Fig. 2: The analysis of pairing in pachytene oocytes (a1–d3) and spermatocytes (e1–e3) of C. hankugensis (a1–a3) and triploid HHL hybrids (b1–e3).

Synaptonemal complexes were visualized using immunostaining of lateral (SYCP3 protein, green) (a1, b1, c1, d1, and e1) and central (SYCP1 protein, red) (a2, b2, c2, d2, and e2) components. Corresponding merged figures (a3, b3, c3, d3, and e3) also include DAPI staining (blue).
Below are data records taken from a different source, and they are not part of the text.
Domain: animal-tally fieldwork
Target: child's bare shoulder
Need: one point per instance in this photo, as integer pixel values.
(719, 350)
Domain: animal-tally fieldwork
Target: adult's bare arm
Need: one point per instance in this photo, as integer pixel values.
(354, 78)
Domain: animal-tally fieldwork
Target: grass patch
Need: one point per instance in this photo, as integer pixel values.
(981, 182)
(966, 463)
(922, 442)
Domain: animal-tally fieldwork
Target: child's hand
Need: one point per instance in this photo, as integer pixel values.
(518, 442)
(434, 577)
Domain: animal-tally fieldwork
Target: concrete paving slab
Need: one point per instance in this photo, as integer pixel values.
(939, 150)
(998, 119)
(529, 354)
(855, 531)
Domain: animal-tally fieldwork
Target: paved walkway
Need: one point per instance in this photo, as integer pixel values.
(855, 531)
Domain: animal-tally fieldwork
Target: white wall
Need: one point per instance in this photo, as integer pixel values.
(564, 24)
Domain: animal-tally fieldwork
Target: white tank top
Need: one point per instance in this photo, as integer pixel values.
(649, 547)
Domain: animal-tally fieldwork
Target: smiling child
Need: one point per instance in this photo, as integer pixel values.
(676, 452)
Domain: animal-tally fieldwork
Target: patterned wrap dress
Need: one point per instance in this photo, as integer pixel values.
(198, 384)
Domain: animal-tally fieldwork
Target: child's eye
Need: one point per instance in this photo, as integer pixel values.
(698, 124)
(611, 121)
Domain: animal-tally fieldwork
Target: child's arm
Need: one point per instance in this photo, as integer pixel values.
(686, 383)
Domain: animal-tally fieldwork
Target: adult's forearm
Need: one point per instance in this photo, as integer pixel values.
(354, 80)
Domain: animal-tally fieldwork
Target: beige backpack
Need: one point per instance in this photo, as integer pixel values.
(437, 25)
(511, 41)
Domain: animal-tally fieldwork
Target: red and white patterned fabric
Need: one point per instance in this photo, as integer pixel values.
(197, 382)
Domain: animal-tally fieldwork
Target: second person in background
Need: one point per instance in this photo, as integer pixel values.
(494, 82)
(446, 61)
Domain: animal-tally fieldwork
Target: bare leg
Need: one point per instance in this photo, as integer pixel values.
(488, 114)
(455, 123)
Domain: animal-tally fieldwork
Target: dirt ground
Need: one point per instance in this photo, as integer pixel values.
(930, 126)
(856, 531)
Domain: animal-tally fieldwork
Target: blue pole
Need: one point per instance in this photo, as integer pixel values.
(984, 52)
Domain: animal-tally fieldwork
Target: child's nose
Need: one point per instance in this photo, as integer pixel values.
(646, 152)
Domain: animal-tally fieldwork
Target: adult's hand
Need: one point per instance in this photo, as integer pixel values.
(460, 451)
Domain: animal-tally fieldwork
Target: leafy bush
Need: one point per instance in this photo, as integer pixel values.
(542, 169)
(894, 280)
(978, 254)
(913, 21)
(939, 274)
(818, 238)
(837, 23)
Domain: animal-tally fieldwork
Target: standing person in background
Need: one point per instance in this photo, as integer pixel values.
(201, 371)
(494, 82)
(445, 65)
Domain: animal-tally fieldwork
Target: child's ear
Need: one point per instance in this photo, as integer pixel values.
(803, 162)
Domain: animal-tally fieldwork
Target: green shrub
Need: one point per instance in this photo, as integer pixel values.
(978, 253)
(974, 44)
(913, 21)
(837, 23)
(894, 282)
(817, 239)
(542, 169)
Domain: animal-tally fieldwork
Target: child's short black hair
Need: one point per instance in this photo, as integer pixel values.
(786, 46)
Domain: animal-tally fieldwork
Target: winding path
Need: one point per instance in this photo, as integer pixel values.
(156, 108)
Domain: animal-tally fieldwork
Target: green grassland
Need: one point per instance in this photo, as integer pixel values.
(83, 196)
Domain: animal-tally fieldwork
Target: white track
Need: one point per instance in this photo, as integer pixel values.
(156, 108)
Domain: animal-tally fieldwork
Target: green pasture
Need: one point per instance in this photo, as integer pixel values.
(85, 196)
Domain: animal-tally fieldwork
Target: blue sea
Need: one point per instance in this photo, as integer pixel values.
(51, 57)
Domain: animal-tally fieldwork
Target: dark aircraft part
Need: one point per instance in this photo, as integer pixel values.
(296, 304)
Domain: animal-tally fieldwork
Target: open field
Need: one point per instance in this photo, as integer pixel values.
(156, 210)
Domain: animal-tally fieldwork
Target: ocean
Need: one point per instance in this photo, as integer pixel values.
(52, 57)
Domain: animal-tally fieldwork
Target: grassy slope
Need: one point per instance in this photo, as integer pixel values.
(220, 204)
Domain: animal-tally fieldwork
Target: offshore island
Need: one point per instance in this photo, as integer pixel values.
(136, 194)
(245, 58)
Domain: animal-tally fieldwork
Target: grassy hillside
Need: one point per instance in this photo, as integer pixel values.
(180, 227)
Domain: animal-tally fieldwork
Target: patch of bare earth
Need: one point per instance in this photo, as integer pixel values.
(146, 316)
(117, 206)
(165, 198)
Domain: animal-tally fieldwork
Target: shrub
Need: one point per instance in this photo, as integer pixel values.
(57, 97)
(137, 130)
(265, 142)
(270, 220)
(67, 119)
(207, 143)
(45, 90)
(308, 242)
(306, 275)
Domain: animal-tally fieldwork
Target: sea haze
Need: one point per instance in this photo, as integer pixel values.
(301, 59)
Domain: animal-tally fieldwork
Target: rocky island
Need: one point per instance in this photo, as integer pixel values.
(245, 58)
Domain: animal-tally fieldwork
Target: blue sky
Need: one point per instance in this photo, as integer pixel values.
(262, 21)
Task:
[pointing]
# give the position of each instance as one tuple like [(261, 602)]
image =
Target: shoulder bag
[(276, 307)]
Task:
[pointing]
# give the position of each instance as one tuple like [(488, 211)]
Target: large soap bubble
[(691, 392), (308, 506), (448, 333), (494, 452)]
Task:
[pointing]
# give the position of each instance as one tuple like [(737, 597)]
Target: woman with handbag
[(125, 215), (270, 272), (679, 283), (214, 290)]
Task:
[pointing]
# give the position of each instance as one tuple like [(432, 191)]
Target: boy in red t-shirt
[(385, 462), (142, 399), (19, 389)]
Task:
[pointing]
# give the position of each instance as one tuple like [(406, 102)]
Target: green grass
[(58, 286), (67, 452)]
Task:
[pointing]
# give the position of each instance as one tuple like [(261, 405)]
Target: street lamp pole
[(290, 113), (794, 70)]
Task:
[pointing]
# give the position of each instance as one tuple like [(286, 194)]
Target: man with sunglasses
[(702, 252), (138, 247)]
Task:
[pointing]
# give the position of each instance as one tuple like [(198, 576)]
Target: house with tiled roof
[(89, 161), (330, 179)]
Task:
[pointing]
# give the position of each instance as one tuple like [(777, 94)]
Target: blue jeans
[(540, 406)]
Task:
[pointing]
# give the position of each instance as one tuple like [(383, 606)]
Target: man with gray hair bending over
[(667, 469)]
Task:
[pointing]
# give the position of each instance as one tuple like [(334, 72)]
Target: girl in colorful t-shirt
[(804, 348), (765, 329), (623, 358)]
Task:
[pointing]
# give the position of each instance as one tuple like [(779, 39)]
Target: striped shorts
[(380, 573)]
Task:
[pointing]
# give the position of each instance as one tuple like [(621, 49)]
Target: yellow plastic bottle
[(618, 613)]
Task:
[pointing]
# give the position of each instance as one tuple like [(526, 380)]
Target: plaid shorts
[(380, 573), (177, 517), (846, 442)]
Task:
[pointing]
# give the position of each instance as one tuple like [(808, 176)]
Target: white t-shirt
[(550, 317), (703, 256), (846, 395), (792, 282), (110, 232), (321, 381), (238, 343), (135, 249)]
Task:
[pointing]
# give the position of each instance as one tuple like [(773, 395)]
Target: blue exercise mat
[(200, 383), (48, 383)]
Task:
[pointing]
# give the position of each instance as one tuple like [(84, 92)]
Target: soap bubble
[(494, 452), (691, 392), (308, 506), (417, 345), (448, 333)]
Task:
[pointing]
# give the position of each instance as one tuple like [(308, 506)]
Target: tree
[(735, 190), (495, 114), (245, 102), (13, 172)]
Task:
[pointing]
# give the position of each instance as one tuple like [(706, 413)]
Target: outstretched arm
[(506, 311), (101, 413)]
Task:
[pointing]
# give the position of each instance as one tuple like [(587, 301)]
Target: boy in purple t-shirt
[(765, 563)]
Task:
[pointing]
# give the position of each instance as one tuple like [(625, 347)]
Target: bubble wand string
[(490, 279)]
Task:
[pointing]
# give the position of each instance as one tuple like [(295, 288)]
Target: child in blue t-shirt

Accumulation of SYCP3 and SYCP1 proteins (indicated by thick arrows) allows distinguishing bivalents, while univalents accumulate only SYCP3 protein (indicated by arrowheads). Pachytene oocytes of C. hankugensis exhibit 24 fully paired bivalents (a1–a3). In triploid hybrids, we observed pachytene oocytes with 24 bivalents and 25 univalents (b1–b3), oocytes with 24 bivalents (c1–c3), and oocytes with 25 univalents (d1–d3). Triploid hybrid males exhibit pachytene oocytes only with the aberrant pairing of several bivalents and univalent (e1–e3). Scale bar = 10 µm.